## A simple Vertex AI pipeline demo
- Cont. demo2
- Component based solution

### Import package

In [None]:
import os
from pathlib import Path
import requests
from datetime import datetime

import kfp

from kfp.v2.dsl import pipeline
from kfp.v2 import compiler

import google.cloud.aiplatform as aiplatform


### Parameters for GCP and kubeflow

In [None]:
# NOTE: it's not the best practice
os.environ["GOOGLE_APPLICATION_CREDENTIALS"] = ""  # Your service credentials (assume json)
PROJECT_ID = ""  # Your project id
SERVICE_ACCOUNT = ""  # assume XXXX@YYYYY.iam.gserviceaccount.com
CSV_FILE_BUCKET_NAME = ""  # bucket name

In [None]:
# Cache pipeline results to avoid compute the same components for different runs
ENABLE_CACHING = False

PIPELINE_NAME = "my-kfp-on-gcp-demo-container-based"
# Your Kubeflow's detail
TEMPLATE_PATH = "ml_pipeline_from_containerised_components.json"
# GCS Bucket to store artefacts
PIPELINE_ROOT = f"gs://kfp-demo-bucket-{PROJECT_ID}"

# Params for ML
MODEL_FEATURE_LS = [
    "OverallQual",
    "GrLivArea",
    "GarageCars",
    "GarageArea",
    "TotalBsmtSF",
    "1stFlrSF",
    "FullBath",
    "TotRmsAbvGrd",
    "YearBuilt",
    "BsmtUnfSF_TotalBsmtSF_ratio",
]
MODEL_LABEL = "SalePrice"
MODEL_HYPER_PARAM = {"alpha": [0.9, 0.95, 1], "l1_ratio": [0.45, 0.5, 0.55]}

# Model serving param
BASE_CONTAINER_IMG = "us-docker.pkg.dev/vertex-ai/prediction/sklearn-cpu.1-0:latest"
ENDPOINT_MACHINE_TYPE = "n1-standard-4"
ENDPOINT_MODEL_NAME = "my_kf_elasticnet_model_from_component"

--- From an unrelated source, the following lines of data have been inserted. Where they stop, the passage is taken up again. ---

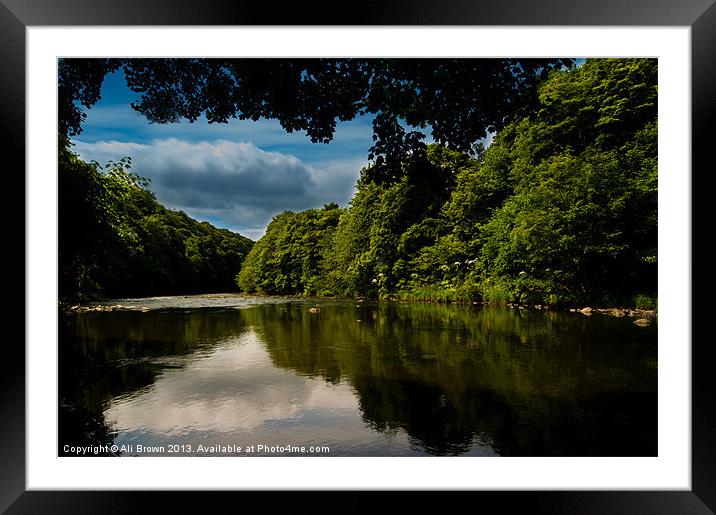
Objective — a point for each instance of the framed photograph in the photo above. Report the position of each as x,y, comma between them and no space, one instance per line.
414,250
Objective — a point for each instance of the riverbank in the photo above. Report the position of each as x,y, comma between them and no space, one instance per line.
145,304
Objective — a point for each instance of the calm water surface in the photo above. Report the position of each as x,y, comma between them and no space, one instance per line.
362,379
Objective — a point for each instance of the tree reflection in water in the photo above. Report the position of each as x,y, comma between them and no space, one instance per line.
450,377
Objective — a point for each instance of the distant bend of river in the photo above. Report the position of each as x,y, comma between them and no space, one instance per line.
234,375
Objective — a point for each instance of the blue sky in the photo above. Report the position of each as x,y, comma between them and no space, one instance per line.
237,175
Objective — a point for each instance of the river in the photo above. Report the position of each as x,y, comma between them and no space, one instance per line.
230,375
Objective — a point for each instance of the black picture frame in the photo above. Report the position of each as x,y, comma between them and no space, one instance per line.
16,15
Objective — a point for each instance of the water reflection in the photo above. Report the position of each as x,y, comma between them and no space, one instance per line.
371,379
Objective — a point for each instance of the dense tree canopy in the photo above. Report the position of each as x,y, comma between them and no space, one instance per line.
461,100
560,209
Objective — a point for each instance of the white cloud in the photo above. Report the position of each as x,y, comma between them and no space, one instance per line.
235,185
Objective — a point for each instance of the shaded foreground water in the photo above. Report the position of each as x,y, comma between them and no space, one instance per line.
215,375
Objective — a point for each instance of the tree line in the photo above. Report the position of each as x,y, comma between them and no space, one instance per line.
561,209
116,240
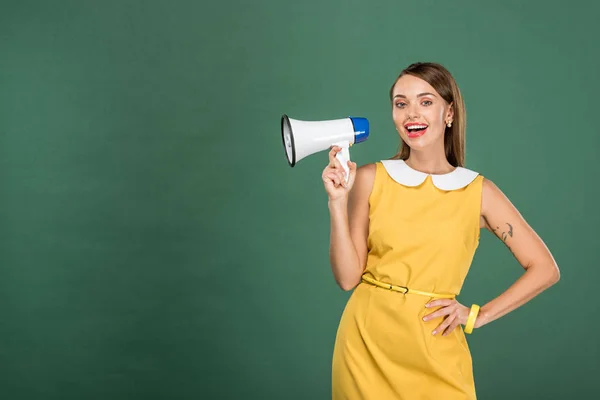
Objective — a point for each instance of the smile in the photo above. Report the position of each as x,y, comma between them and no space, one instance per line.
415,129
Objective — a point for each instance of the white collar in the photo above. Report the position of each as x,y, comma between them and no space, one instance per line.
402,173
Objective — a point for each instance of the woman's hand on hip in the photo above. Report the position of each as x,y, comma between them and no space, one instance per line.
456,314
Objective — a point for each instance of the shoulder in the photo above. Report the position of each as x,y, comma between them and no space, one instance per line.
364,180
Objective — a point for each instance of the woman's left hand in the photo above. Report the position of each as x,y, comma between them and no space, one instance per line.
457,314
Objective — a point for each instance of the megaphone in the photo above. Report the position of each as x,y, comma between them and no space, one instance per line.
303,138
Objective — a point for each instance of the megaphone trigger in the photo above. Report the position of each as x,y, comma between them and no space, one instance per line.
343,157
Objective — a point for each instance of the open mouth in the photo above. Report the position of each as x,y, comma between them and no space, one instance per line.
415,129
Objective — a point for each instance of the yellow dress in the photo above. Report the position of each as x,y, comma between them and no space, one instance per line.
423,234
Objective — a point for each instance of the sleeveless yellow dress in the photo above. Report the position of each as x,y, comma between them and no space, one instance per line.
423,234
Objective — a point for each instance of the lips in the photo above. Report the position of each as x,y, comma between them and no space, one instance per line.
415,129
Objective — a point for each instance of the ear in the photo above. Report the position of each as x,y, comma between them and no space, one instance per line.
450,112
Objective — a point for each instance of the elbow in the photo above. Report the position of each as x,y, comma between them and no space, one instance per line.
348,285
552,276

# NB: these parameters must be added for your pipeline's args
PIPELINE_PARAMS = {
    "project_id": PROJECT_ID,
    "original_bucket_id": CSV_FILE_BUCKET_NAME,
    "target_train_filename": "train.csv",
    "target_test_filename": "test.csv",
    "datasplit_seed": 10,
    "selected_features": MODEL_FEATURE_LS,
    "selected_label": MODEL_LABEL,
    "my_hyper_params_dict": MODEL_HYPER_PARAM,
    "serving_container_image_uri": BASE_CONTAINER_IMG,
    "endpoint_machine_type": ENDPOINT_MACHINE_TYPE,
    "endpoint_model_name": ENDPOINT_MODEL_NAME,
}

### 1. Load components

In [None]:
#Load the component
preprocess_op = kfp.components.load_component_from_file('component_based/preprocess/component.yaml')
train_op = kfp.components.load_component_from_file('component_based/train/component.yaml')
eval_op = kfp.components.load_component_from_file('component_based/eval/component.yaml')
deploy_op = kfp.components.load_component_from_file('component_based/deploy/component.yaml')

### 2. Create a pipeline

In [None]:
# Define a pipeline and create a task from a component:
@pipeline(name=PIPELINE_NAME, pipeline_root=PIPELINE_ROOT)
def tmp_pipe(
    project_id: str,
    original_bucket_id: str,
    target_train_filename: str,
    target_test_filename: str,
    datasplit_seed: int,
    selected_features: list,
    selected_label: str,
    my_hyper_params_dict: dict,
    serving_container_image_uri: str,
    endpoint_model_name: str,
    endpoint_machine_type: str,
):
    train_preprocess = preprocess_op(
        project_id=project_id,
        original_bucket_id=original_bucket_id,
        target_filename=target_train_filename,
    ).set_display_name("Preprocess train data")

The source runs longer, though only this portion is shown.